The block diagram in Fig. 3, in the same way as Fig. 2 in the Teilfig. 3a for the initial crystallization 1 and the Teilfig. 3b is divided for the recrystallization 2 , shows the same flow rates (A₁ = wet salt, which is led to recrystallization, B₁ = recycled mother liquor from the recrystallization) as the method of FIG 2. By adjusting the CaCl₂ content in the two Crystallization levels to about 4%, the distribution coefficient of originally 0.16 to 0.10 was reduced. This is reflected in the content of NaBr in the flow rates: The proportion of NaBr in the recycled from the recrystallization 2 mother liquor B₁ increases from 0.054% to 0.057%, while it decreases in the NaCl product by about one-third to only 59 ppm , which is 46 ppm Br-, which is below the limit of the LFS list. In the presence of iodide, corresponding reductions result.

Even lower levels of bromide in the product can be achieved with this circuit be realized that the solution rejection from the Erstkristallisation or the Return amount B₁ of solution from the recrystallization in the Erstkristallisation  be enlarged. This action will be required if the ongoing Bromide load exceeds usual levels, ie. H. the ratio of Cl / Br below 300 drops.

A particularly advantageous form of the method according to the invention comes without such increase in repulsion or recirculation amount. This The process makes use of the fact that the incoming wash water in all cases strongly undersaturated with NaCl.

Surprisingly, it could namely be found that the recycling (and dissolution) of a strongly loaded with bromide and / or iodide NaCl crystals in these incoming wash water, the quality of the Erstkristallisates not higher loaded with bromide. This finding opened up the possibility of significantly increasing the dissolution of solution from the primary crystallization as an intermediate step and thereby further lowering the load of the primary crystallizate with bromide. As a result, the Rekristallisat is significantly less contaminated with bromide. The modified according to FIG. 4 process provides a bromide content of only 15 ppm in the NaCl product (corresponding to 12 ppm Br-). The intermediately higher Lösungsabsstoß from the initial crystallization is before evaporation for drying, z. B. in a thin-layer dryer by an additional evaporation crystallization 3 NaCl recrystallization. As a result, the most part of the NaCl (105 Kg / h) is recovered as contaminated Nachkristallisat D₂ from the example in the 500 Kg / h Lösungsstoßstoß C₂ from the Erstkristallisation 1 , so that the actual solution rejection to the thin-film dryer back to those in the preceding Examples given original amount of 104 kg / h is reduced.
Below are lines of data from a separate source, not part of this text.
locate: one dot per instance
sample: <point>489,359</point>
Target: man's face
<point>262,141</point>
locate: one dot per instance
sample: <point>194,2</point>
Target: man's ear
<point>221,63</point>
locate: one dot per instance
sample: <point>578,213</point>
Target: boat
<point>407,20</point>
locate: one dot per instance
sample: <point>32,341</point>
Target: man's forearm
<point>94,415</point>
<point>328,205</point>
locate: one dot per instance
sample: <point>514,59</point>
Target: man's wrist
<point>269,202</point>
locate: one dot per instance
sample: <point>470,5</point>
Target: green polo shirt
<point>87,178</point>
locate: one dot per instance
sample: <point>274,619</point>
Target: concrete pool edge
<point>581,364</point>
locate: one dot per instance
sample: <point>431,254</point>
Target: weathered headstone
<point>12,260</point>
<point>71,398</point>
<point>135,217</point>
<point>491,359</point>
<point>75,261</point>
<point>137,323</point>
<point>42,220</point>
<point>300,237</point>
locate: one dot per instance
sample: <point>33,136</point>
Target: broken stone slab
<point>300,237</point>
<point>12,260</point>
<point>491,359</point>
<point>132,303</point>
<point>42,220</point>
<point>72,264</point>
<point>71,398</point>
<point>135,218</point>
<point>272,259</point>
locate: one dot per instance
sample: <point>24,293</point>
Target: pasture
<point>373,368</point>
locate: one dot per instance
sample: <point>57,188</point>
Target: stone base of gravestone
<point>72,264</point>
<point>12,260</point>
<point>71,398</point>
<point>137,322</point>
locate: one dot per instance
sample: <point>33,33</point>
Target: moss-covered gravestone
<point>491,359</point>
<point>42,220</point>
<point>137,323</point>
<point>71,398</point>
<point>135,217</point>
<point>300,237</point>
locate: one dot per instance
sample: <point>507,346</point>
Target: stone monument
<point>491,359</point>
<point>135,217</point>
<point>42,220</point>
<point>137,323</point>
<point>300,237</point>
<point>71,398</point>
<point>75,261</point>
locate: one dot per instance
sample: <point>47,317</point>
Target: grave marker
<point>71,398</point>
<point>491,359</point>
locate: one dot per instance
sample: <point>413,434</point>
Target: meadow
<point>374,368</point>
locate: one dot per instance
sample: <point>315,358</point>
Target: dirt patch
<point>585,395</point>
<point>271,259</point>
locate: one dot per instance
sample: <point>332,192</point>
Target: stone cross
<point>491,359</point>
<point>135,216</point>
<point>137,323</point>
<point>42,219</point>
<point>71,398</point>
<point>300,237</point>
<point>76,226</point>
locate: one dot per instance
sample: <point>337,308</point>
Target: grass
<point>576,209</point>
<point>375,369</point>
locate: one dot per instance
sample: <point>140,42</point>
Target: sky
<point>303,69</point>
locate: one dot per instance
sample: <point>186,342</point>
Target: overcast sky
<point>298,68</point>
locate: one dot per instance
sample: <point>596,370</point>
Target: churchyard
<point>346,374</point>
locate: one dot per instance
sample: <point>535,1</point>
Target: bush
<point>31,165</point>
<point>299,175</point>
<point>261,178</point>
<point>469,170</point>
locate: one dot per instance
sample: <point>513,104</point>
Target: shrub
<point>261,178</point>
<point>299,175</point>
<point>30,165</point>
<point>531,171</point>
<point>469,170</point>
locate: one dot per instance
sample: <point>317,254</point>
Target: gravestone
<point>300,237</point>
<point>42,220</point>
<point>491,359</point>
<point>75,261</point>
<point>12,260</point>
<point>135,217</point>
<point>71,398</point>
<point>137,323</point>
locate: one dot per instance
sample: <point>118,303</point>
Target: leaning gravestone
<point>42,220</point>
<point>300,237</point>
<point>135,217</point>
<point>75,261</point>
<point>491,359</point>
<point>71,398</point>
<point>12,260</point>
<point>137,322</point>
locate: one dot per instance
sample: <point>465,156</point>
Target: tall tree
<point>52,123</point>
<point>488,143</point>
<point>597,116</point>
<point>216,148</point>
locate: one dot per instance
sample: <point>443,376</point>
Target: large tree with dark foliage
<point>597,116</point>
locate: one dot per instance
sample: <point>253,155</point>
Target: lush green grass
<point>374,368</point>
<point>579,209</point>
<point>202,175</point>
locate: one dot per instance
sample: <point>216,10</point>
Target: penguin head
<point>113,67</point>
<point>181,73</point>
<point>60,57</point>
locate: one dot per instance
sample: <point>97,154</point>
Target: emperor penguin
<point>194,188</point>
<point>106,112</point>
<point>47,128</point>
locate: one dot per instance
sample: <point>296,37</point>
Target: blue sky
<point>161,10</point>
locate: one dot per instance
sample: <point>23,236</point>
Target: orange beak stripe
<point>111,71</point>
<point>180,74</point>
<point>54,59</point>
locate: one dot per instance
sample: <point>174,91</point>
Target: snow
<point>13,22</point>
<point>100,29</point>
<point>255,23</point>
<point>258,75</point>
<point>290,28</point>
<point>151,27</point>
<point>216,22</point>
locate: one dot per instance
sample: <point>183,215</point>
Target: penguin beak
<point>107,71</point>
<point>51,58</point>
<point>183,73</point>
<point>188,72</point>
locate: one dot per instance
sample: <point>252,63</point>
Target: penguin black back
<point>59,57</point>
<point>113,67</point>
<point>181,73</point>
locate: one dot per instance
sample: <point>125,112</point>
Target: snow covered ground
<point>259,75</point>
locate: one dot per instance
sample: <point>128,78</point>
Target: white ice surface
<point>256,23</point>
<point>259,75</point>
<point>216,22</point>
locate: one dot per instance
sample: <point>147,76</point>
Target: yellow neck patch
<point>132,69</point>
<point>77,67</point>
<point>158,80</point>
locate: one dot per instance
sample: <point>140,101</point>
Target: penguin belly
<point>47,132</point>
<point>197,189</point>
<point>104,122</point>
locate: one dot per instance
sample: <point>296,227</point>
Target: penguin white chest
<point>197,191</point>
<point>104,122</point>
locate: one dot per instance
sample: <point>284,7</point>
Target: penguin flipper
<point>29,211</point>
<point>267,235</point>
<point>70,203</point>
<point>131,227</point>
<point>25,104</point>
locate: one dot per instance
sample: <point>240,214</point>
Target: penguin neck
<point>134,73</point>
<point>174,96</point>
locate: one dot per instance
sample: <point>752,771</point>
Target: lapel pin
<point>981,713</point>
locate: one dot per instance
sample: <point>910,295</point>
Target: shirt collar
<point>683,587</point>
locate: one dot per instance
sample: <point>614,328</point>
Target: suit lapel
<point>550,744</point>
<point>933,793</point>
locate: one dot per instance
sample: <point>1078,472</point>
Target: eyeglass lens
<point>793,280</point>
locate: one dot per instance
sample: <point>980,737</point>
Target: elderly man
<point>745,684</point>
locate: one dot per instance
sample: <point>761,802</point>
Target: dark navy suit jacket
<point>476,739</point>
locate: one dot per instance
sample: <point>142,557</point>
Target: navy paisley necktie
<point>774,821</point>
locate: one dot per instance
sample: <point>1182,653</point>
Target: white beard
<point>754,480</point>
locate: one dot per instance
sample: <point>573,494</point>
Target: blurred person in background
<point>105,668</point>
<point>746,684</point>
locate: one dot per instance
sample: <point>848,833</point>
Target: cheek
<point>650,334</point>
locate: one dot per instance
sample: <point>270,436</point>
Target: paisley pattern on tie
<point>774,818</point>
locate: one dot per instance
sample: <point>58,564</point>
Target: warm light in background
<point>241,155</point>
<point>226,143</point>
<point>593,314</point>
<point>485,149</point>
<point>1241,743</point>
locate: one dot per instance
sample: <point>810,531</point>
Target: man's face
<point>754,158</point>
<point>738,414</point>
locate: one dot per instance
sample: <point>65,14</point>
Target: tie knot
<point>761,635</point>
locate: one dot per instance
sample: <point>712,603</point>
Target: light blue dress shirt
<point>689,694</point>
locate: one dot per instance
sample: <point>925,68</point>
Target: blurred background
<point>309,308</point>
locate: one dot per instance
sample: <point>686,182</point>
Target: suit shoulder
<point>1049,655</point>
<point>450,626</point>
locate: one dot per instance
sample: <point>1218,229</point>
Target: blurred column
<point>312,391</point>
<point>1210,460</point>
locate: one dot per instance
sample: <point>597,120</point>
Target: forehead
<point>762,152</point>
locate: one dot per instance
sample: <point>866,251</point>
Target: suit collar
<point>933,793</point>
The recovered NaCl Nachkristalli sat, which is heavily contaminated with bromide and / or iodide, is returned to the incoming wash water, there dissolved again and recrystallized.

Claims (3)

1. A method for wastewater-free evaporation of wash water from smoke gas scrubbing after large combustion or waste incineration plants, in which a contaminated NaCl crystallizate is obtained by initial crystallization, which is recrystallized after dissolving in water and the mother liquor of the recrystallization returned to the initial crystallization and from a rejection of the initial crystallization of a landfillable solid by residue evaporation is produced, characterized in that in the mother liquor of the recrystallization by addition of calcium chloride or lime and hydrochloric acid, a content of more than 2% CaCl₂ is set. 2. The method according to claim 1, characterized, that the content of CaCl₂ in the recrystallization adjusted to at least 4% becomes. 3. Process according to claims 1 or 2, characterized, that before the evaporation of the remainder of the mother liquor of the repulsion of Erstkristallisation first a NaCl Nachkristallisat is obtained, which in dissolved the incoming wash water and the primary crystallization is supplied.